Povos da Amazônia sob ameaça

imagemEvento realizado em Marabá reuniu diferentes povos da Amazônia. (Foto: Catarina Barbosa/Brasil de Fato)

Em carta, defensores e defensoras da floresta denunciam falso desenvolvimento que ameaça povos da Amazônia

IHU-UNISINOS

A reportagem foi publicada originalmente por Terra de Direitos.

A construção de hidrelétricas e ferrovias, a exploração de madeira e minério e o avanço da produção da soja são alguns dos fatores que vem “sangrando os territórios” de povos da Amazônia. É isso o que denunciam indígenas, quilombolas, campesinos, ribeirinhos, quebradeiras de coco babaçu, seringueiros e outros povos e comunidades tradicionais amazônidas. A denúncia está inserida dentro da Carta de Marabá, documento divulgado nesta quinta-feira (17) como resultado dos debates da III Conferência Internacional dos Defensores da Floresta. O documento deve ser entregue ao Papa Francisco, durante o Sínodo da Amazônia, que acontece em Roma.

O evento realizado entre os dias 16 e 17 de outubro na cidade de Marabá reuniu cerca de 600 pessoas de diferentes povos da Amazônia para a troca de experiências e a criação de estratégias de enfrentamento à violação de direitos desses diferentes grupos. A atividade contou com painéis, exposições culturais e um júri simulado, com participação internacional.

Na carta, defensores e defensoras da floresta destacaram que a Amazônia não é “um espaço vazio”. A região é habitada há pelo menos 39 mil anos e possui uma diversidade de povos e culturas que precisam ser consideradas. Por isso, denunciam as ameaças aos seus territórios e modos de vida trazidas por empresas e pelo latifúndio. “Estamos cercados por uma leitura de desenvolvimento que só consegue ver a natureza como commoditie e apenas um projeto de país que reserva à Amazônia o fardo de região exportadora de bens primários”, destaca o texto.

O documento também aponta que essas ameaças ganham ainda mais intensidade com a posse do presidente Jair Bolsonaro (PSL). “Desde então, estamos vivendo um ataque ainda mais violento e sistemático aos nossos direitos territoriais, através de um desmonte de leis, códigos e instrumentos de proteção ambiental e de uma ofensiva contra os órgãos de fiscalização do meio ambiente, de reforma agrária e da política indigenista”. O Brasil registrou no mês de agosto de 2019 o maior número de focos de incêndios na Amazônia em nove anos, enquanto o orçamento anual do Instituto Brasileiro do Meio Ambiente sofreu uma redução de 24% e de R$ 187 milhões foram contingeciados no Ministério do Meio Ambiente.

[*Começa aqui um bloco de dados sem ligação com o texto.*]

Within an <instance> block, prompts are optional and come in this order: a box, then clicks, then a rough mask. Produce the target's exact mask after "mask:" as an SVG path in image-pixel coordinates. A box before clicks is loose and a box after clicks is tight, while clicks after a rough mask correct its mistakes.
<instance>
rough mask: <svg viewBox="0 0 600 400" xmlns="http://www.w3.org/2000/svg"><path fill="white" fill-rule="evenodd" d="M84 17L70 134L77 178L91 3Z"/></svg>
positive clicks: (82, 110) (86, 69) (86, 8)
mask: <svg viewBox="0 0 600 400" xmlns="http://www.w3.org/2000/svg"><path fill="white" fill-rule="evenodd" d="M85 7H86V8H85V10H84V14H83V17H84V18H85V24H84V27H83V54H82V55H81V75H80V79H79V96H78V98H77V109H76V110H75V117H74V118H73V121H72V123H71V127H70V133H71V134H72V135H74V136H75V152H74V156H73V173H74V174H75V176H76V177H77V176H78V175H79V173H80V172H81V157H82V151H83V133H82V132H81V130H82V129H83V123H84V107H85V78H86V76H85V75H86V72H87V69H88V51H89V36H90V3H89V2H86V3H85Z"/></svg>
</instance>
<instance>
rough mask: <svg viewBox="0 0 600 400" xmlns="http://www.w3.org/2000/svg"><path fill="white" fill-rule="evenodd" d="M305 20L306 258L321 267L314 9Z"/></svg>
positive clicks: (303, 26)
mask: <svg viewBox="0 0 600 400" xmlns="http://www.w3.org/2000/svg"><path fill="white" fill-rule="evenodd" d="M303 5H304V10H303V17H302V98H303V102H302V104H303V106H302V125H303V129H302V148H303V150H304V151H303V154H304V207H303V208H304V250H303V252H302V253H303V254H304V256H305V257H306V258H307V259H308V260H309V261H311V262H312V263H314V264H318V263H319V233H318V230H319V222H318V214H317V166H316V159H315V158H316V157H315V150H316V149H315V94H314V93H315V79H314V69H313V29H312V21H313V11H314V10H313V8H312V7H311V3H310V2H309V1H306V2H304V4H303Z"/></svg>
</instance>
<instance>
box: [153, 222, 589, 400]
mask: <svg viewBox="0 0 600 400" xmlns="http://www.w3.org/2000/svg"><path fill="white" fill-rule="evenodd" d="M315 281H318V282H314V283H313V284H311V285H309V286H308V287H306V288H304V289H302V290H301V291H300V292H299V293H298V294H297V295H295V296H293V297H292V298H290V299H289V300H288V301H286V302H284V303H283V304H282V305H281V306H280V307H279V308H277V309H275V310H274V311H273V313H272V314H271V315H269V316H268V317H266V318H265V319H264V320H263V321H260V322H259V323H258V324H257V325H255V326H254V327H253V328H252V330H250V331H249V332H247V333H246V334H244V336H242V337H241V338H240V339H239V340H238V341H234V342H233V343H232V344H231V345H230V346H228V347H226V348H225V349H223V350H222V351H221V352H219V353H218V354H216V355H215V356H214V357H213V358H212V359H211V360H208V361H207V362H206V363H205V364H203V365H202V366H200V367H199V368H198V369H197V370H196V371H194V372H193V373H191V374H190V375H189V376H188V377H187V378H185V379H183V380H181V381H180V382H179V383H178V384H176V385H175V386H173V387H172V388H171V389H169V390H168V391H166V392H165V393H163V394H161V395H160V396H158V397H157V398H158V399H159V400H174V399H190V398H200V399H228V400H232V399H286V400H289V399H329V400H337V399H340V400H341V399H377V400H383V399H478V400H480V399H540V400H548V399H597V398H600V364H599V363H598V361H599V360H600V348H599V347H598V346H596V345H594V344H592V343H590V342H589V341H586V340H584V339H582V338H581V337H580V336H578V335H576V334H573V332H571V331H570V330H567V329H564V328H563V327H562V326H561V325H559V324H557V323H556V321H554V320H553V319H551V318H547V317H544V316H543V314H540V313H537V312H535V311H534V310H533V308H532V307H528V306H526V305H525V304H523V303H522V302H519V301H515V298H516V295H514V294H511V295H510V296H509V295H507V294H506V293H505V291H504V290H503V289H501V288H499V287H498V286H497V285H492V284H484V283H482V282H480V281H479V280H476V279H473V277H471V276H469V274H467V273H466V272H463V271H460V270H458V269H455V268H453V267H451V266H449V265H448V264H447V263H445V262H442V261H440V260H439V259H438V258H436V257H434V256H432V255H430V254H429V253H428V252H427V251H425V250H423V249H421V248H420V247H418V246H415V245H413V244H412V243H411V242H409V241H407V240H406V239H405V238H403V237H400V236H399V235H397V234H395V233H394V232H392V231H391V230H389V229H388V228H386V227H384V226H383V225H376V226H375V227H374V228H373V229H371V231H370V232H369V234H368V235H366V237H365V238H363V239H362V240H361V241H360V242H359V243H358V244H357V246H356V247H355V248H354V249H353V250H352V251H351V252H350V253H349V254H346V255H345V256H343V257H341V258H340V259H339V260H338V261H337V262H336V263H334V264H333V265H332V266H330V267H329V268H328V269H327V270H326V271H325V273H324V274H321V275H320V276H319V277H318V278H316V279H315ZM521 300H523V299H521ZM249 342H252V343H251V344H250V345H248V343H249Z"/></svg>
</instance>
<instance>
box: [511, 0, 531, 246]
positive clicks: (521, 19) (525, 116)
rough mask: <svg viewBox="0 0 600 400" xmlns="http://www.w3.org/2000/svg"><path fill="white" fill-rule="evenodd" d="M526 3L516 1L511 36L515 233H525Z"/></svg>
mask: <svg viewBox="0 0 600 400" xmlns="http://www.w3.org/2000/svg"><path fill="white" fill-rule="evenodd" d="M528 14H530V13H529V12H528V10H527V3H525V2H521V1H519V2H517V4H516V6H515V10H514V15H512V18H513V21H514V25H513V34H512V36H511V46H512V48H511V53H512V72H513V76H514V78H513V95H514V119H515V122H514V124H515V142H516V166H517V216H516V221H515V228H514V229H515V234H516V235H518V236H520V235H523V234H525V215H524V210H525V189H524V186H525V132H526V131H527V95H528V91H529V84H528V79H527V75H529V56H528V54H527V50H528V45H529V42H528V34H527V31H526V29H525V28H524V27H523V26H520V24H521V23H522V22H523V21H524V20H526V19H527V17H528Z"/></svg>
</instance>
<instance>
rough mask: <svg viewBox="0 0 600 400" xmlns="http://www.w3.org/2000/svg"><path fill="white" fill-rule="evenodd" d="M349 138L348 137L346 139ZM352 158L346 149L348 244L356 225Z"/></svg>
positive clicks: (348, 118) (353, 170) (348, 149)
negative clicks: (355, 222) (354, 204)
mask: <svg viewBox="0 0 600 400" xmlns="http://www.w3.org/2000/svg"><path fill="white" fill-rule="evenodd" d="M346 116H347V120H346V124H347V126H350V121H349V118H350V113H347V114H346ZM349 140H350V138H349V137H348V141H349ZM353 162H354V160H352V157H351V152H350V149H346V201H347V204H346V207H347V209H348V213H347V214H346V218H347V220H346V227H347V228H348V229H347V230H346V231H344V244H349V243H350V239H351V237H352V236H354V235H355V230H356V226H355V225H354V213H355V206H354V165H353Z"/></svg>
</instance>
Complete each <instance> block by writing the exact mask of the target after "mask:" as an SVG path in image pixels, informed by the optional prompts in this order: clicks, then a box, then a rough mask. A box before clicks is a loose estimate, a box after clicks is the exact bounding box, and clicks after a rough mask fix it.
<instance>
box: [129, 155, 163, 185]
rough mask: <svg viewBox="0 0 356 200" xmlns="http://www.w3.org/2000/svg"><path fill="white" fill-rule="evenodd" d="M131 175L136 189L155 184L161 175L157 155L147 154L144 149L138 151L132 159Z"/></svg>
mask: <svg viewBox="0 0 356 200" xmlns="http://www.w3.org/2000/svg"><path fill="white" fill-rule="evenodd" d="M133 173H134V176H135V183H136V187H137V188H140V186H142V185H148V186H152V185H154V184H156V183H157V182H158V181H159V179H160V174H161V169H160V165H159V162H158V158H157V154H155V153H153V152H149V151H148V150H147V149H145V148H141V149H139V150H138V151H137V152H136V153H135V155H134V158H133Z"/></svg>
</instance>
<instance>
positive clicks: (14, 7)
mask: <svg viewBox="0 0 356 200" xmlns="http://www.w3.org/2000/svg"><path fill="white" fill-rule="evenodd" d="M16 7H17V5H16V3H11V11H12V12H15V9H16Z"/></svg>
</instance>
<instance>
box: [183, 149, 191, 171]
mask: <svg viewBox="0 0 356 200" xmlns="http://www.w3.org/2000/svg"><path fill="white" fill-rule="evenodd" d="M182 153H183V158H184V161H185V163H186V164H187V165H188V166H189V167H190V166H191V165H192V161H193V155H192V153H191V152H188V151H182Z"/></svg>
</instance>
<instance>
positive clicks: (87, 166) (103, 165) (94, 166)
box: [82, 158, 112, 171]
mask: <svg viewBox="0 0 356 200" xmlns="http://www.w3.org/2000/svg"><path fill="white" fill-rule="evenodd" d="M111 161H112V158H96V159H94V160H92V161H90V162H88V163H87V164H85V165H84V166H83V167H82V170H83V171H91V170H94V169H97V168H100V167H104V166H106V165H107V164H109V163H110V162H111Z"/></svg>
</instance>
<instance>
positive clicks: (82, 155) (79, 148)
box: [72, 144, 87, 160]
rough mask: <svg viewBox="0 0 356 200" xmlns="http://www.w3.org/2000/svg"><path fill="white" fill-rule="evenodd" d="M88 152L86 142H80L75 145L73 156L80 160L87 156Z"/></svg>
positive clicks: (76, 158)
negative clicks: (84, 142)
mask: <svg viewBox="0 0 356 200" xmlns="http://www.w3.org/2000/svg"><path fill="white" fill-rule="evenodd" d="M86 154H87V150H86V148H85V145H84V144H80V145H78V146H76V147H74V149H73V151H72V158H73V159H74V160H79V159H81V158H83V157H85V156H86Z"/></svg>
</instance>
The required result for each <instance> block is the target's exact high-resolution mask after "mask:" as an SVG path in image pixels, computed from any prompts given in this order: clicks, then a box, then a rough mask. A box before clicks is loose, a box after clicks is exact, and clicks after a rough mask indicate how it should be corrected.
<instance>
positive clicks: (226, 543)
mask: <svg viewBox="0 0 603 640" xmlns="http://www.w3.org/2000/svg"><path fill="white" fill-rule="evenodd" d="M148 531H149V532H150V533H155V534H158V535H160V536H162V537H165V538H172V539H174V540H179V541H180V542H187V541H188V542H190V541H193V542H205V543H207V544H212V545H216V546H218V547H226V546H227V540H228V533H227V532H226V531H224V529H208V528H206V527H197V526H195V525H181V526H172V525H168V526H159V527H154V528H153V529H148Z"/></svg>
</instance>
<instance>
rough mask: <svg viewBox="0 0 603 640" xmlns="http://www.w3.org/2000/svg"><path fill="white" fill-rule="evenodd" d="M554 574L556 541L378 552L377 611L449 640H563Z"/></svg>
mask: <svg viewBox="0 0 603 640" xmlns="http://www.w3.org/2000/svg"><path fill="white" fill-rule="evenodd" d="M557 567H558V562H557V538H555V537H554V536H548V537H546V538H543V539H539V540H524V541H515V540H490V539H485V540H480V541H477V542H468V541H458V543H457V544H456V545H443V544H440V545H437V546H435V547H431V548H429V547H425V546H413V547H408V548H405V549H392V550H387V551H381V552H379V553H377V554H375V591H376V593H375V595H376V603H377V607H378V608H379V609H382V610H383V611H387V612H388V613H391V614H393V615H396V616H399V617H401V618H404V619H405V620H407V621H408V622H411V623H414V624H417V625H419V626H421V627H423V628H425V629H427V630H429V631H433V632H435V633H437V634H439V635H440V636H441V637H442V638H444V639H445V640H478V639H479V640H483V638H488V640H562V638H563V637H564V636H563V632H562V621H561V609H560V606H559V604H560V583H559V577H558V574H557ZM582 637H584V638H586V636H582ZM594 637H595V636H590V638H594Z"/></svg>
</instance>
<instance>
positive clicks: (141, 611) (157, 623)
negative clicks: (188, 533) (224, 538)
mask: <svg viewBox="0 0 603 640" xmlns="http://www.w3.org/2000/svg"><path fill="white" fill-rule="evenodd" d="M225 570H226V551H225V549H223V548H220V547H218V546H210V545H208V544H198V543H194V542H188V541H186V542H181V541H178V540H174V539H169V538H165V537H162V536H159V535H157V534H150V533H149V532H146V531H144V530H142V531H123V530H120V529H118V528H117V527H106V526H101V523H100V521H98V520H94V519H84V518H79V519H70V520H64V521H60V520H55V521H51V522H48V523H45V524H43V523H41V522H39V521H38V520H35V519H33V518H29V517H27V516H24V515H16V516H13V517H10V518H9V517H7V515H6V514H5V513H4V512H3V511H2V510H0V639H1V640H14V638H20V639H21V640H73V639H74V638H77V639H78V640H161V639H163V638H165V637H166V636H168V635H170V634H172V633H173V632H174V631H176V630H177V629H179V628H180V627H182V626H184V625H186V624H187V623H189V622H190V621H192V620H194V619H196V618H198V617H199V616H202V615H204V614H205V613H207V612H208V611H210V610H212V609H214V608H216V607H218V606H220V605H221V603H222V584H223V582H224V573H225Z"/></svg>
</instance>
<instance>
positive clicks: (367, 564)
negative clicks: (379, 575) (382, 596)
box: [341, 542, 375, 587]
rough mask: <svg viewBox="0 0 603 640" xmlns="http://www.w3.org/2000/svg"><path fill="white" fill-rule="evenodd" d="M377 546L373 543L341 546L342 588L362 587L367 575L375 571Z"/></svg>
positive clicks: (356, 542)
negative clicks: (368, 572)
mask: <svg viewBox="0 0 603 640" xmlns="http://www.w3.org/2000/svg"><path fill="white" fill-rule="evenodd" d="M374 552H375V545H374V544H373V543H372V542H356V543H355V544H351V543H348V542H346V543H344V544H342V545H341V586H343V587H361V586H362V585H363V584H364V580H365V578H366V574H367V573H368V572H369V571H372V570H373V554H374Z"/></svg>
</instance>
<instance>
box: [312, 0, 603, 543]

Segundo os defensores e defensoras da floresta, o discuso oficial do governo que legitima a violência e que difunde mentiras ao desqualificar dados e pesquisas relacionadas à conservação da Amazônia também constroem “um cenário em que a diversidade ambiental e étnica da Amazônia está sendo consumida pelo fogo e banhada de sangue”.

Dados da Comissão Pastoral da Terra apontam mais de 80% dos massacres por terra registrados no Brasil nos últimos 34 anos aconteceram na Amazônia. “Chega de sermos a região com o maior registro de assassinatos no campo! Chega de sermos o território de experimento de novos agrotóxicos! Chega de fogo a queimar nossas entranhas! Chega de estupidez e ignorar nossa diversidade!”, reforça a carta.

Junto com as denúncias, os guardiões e guardiãs da floresta também reafirmaram o compromisso com a defesa da Amazônia e com o desenvolvimento sustentável. “A floresta vive porque nós estamos vivos e assim permaneceremos como sementes da justiça para as muitas Amazônias que somos nós”.

Leia a carta completa aqui:

Carta de Marabá

Nós, povos da Amazônia, reunidos na cidade de Marabá, no Pará, neste dia 17 de outubro de 2019, vimos a público manifestar as nossas preocupações em relação ao nosso futuro, ao futuro desta região e ao futuro da humanidade.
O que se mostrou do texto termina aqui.